Ao todo, estão sendo cumpridas 320 ordens judiciais expedidas pela Vara Estadual de Organizações Criminosas de Santa Catarina, sendo 151 mandados de prisão temporária e 169 mandados de busca e apreensão. Os alvos são investigados por suposta participação em uma organização criminosa envolvida com tráfico de drogas, associação para o tráfico, homicídios, porte ilegal de armas de fogo e outros crimes graves.
As ações ocorrem simultaneamente em Santa Catarina, Rio Grande do Sul, Paraná, São Paulo, Mato Grosso do Sul e Minas Gerais. Segundo o Ministério Público, a operação é resultado de uma ampla investigação que busca enfraquecer a estrutura de comando e a capacidade de articulação da facção criminosa investigada.

Lages é uma das bases da operação
A importância de Lages na ofensiva contra o crime organizado ficou evidenciada com a instalação de uma das cinco bases operacionais da Operação Coluna Sul em Santa Catarina. Além da Serra Catarinense, as demais centrais foram montadas em Florianópolis, Joinville, Chapecó e São Miguel do Oeste.
A partir dessas bases, as equipes coordenam o cumprimento simultâneo das ordens judiciais, garantindo rapidez e integração entre os agentes envolvidos. A escolha de Lages reforça o papel estratégico da região no sistema de segurança pública catarinense e no combate às organizações criminosas.
Estrutura gigantesca mobilizada
A operação mobiliza uma verdadeira força-tarefa. Em Santa Catarina, participam 103 integrantes do GAECO e aproximadamente 552 agentes de segurança pública. A estrutura empregada inclui 198 viaturas e dois helicópteros, utilizados para deslocamento, monitoramento e apoio operacional.

Participam da ação equipes especializadas da Polícia Civil, Polícia Militar, Polícia Penal e Corpo de Bombeiros Militar, além de unidades táticas e de inteligência como a CORE (Coordenadoria de Recursos Especiais), COPC (Coordenadoria de Operações Policiais com Cães), SAER (Serviço Aeropolicial), ROCAM, Canil, Patrulhamento Tático, Batalhão de Aviação da Polícia Militar (BAPM), Grupo Tático de Intervenção (GTI), Núcleo de Operações Táticas (NOT), Diretoria de Operações com Cães (DOC) e Diretoria de Inteligência da Polícia Penal.
Fora de Santa Catarina, a operação também conta com o apoio dos GAECOs e das forças de segurança dos demais estados envolvidos.
Confronto armado durante cumprimento de mandados
Durante uma das ações realizadas no Paraná, agentes do GAECO foram recebidos a tiros por suspeitos ligados à facção investigada. Conforme informado pelas autoridades, os criminosos abriram fogo ao perceber a chegada das equipes.
Diante da agressão, os policiais reagiram para conter a ameaça e garantir a segurança da operação. Houve confronto armado e um dos suspeitos morreu no local. Segundo as informações preliminares, ele utilizava uma pistola equipada com seletor de rajada, aumentando o potencial ofensivo da arma.

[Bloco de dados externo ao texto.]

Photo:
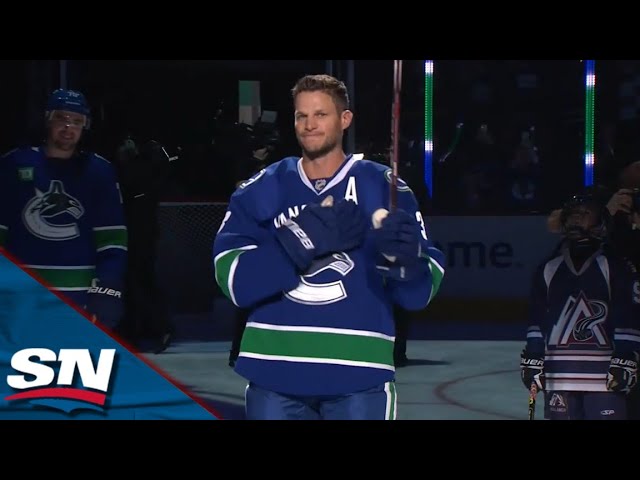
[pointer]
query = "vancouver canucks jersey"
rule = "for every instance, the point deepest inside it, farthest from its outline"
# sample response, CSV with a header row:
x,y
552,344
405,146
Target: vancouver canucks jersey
x,y
329,330
579,317
62,219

Operação é desdobramento da Maserati
A Operação Coluna Sul surgiu a partir das investigações desenvolvidas na Operação Maserati. O objetivo principal é desarticular uma organização criminosa que, segundo o Ministério Público, mantém atividades coordenadas dentro e fora das unidades prisionais e possui influência em diferentes regiões do país.
O nome “Coluna Sul” faz referência à denominação utilizada pela própria facção para identificar a área formada pelos estados de Mato Grosso do Sul, Mato Grosso, Paraná, Santa Catarina e Rio Grande do Sul, considerada estratégica para a expansão e manutenção de suas atividades criminosas.
Investigações seguem sob sigilo
Todo o material apreendido durante o cumprimento das ordens judiciais será encaminhado à Polícia Científica de Santa Catarina para realização de perícias e elaboração dos laudos técnicos. Posteriormente, as evidências serão analisadas pelo GAECO e pela 39ª Promotoria de Justiça da Comarca da Capital, responsável pela condução das investigações.
O procedimento tramita sob sigilo judicial e novas informações deverão ser divulgadas pelo Ministério Público à medida que os autos forem liberados para consulta pública.
A Operação Coluna Sul é considerada uma das mais abrangentes ofensivas já realizadas contra o crime organizado no Sul do Brasil e reforça o papel de Lages como um dos principais centros de coordenação das ações de combate às facções criminosas em Santa Catarina.